Everybody Who's Caring for Aging Parents or Sick Relative Deserves a Break from Reality - U-Caregiver

Everybody Who’s Caring for Aging Parents or Sick Relative Deserves a Break from Reality

Being a caregiver and having to take care of a loved one that maybe once used to take care of you is one of the most difficult things in life. It is hard and very lonely as often even if you get support from your family and friends it only brings a very short lived relife. You are usualy able to pop out to the doctors, do some shopping or deal with other similar errands.

But what you really need as a caregiver is a total get away from it all even for a short period of time break.

Here is a very interesting article dealing with this type of situation from a perspective of a daughter – a caregiver to her mother with dementia.

The day after my mom was diagnosed with dementia I left the home my parents and I share for Mexico. This wasn’t a vacation; I’m a travel journalist.
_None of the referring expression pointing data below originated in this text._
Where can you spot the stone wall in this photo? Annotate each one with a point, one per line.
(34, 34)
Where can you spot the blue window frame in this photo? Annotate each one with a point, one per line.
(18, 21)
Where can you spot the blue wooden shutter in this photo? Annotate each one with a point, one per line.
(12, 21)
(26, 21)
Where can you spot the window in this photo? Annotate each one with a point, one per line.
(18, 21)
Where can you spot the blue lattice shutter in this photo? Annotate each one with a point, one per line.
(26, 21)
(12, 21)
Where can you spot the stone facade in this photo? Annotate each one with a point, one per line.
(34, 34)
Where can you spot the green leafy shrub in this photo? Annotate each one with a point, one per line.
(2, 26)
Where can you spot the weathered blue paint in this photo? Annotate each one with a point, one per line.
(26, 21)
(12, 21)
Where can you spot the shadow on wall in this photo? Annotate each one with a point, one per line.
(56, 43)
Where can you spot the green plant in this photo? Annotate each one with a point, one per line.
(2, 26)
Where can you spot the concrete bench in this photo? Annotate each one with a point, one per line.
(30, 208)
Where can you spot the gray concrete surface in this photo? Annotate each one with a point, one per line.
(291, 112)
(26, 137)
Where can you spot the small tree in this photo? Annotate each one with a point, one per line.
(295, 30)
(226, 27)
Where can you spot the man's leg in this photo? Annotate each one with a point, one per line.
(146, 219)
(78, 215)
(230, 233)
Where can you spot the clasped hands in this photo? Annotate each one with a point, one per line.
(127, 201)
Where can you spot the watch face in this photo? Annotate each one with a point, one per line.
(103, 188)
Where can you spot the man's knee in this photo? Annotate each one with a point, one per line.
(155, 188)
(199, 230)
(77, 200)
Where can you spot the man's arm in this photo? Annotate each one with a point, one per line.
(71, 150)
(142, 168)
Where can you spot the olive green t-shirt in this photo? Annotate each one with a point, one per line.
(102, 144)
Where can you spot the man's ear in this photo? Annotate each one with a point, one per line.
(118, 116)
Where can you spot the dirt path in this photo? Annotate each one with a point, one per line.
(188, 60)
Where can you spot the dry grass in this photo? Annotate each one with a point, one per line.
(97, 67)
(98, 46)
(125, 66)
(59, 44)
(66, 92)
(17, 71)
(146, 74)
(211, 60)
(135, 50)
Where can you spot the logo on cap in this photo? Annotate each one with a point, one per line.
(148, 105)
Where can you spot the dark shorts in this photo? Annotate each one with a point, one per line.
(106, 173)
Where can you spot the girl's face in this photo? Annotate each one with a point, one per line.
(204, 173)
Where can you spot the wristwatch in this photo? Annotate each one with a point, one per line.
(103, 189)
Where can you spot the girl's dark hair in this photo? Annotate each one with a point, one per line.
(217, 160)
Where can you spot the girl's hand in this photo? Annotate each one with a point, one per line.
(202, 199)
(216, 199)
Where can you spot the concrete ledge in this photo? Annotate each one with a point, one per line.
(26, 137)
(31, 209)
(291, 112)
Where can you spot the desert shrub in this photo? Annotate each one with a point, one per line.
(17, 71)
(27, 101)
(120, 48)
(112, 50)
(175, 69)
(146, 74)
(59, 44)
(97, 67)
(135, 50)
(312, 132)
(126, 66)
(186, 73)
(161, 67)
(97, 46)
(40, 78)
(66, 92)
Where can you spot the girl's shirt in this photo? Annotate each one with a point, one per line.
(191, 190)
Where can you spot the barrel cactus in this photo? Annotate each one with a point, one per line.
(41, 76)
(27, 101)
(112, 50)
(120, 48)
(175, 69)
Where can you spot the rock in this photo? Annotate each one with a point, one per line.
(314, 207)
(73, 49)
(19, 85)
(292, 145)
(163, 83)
Travel is my work, if almost always work I love. I was headed to Cabo San Lucas, to an exclusive resort off the Pacific coast, Pueblo Bonita Pacifica Golf and Spa. A more beautiful spot I don’t think there is to process this kind of news, though it wasn’t a surprise. Not a surprise at all. When my brother died three years ago, my mother’s mind had begun taking turns down fanciful paths with views far more lovely than the one reality offers. She started to have spells during which she believed that her son was actually two people, one the grown man who had died of an overdose, one a child, a “little guy,” who crawls into bed and sleeps with her at night.

These delusions, occasional at first, soon grew more intense, prolonged and frequent. Eventually she started believing that we’re living in a different house than the one my parents had bought back when my brother and I were young. When her doctor told her gently, as sat I watching, that she “has some dementia issues,” I simply nodded, went home and gave my father the diagnosis we both knew was coming. And then I finished packing. I wasn’t in shock, but I suppose I was numb. Numb keeps me going. Numb is why I don’t break down when my mom asks me, as she sometimes does now, “Where is my daughter? Where is Jill?” When she gets furious and starts yelling at me after I tell her we’re not going to see her gram, a woman who has been dead for four decades.


Numb keeps me going. It’s why I don’t break down when my mom asks me, ‘Where is my daughter? Where is Jill?’